Untuk membentuk warga negara Indonesia yang demokratis dan bertanggung jawab, pelajaran Pendidikan Kewarganegaraan (PKn) memiliki peran yang strategis dan penting, yaitu dalam membentuk siswa maupun sikap dalam berperilaku sehari-hari, sehingga diharapkan mampu menjadi pribadi yang lebih baik. Minat belajar siswa pada bidang PKn ini perlu mendapat perhatian khusus karena minat merupakan salah satu faktor penunjang keberhasilan proses belajar.
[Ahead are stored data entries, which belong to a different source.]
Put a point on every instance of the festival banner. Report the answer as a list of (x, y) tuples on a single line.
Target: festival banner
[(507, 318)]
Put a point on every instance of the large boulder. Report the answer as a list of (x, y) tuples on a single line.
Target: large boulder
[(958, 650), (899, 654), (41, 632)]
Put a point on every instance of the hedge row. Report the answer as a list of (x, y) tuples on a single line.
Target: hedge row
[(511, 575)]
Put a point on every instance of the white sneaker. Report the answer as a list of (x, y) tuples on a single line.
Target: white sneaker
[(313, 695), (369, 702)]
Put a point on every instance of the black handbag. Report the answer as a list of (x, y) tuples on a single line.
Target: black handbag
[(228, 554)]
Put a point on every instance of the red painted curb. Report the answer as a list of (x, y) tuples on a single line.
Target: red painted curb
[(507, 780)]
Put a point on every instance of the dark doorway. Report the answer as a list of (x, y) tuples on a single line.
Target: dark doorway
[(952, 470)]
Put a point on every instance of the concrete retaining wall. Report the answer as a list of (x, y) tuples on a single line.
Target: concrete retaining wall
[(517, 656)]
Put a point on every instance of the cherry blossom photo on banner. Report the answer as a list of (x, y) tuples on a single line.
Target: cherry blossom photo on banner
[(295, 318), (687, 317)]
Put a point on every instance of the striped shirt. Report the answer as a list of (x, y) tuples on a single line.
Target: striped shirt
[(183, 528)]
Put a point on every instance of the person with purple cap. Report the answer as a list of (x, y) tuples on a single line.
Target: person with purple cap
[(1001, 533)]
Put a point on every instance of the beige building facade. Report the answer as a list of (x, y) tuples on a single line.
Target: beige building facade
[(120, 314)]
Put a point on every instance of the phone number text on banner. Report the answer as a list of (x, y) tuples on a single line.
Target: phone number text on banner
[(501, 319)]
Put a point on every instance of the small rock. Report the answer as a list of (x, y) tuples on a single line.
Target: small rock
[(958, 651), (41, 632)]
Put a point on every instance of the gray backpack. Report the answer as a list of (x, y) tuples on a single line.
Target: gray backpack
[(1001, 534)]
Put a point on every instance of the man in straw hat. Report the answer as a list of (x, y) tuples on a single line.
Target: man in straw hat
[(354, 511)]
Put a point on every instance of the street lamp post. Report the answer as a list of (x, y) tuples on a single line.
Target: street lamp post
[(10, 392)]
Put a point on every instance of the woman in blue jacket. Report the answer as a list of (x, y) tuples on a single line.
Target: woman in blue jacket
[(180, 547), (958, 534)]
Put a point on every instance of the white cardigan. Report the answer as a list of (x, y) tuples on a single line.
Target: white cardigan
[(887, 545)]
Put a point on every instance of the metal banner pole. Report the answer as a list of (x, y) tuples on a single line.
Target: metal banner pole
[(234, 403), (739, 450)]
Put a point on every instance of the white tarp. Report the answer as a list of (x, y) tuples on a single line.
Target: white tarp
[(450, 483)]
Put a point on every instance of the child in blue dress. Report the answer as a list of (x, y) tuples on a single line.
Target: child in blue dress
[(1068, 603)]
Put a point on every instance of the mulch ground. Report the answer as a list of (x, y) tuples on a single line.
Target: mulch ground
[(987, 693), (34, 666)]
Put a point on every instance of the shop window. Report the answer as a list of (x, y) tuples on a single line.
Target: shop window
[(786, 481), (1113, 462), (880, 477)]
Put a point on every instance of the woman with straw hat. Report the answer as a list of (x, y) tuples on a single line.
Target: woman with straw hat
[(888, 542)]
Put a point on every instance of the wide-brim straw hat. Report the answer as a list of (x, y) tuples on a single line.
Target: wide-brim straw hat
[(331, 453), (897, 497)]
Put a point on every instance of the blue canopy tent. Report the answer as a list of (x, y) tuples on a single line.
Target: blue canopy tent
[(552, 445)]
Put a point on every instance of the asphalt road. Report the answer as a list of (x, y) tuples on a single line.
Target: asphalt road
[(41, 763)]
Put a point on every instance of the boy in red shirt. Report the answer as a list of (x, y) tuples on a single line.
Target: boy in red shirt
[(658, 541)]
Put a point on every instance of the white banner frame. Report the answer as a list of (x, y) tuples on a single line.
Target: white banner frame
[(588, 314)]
Di samping itu minat yang timbul dari kebutuhan siswa merupakan faktor penting bagi siswa dalam melaksanakan kegiatankegiatan-kegiatan atau usaha-usahanya (Susanto, 2013).
Undang-Undang Nomor 2 Tahun 1989 tentang Sistem Pendidikan Nasional Menjelaskan bahwa “Pendidikan Kewarganegaraan merupakan usaha untuk membekali peserta didik dengan pengetahuan dan kemampuan dasar berkenaan dengan hubungan antara warga negara dan negara serta Pendidikan Pendahuluan Bela Negara (PPBN) agar menjadi warga negara yang dapat diandalkan oleh bangsa dan Negara Kesatuan Republik Indonesia”.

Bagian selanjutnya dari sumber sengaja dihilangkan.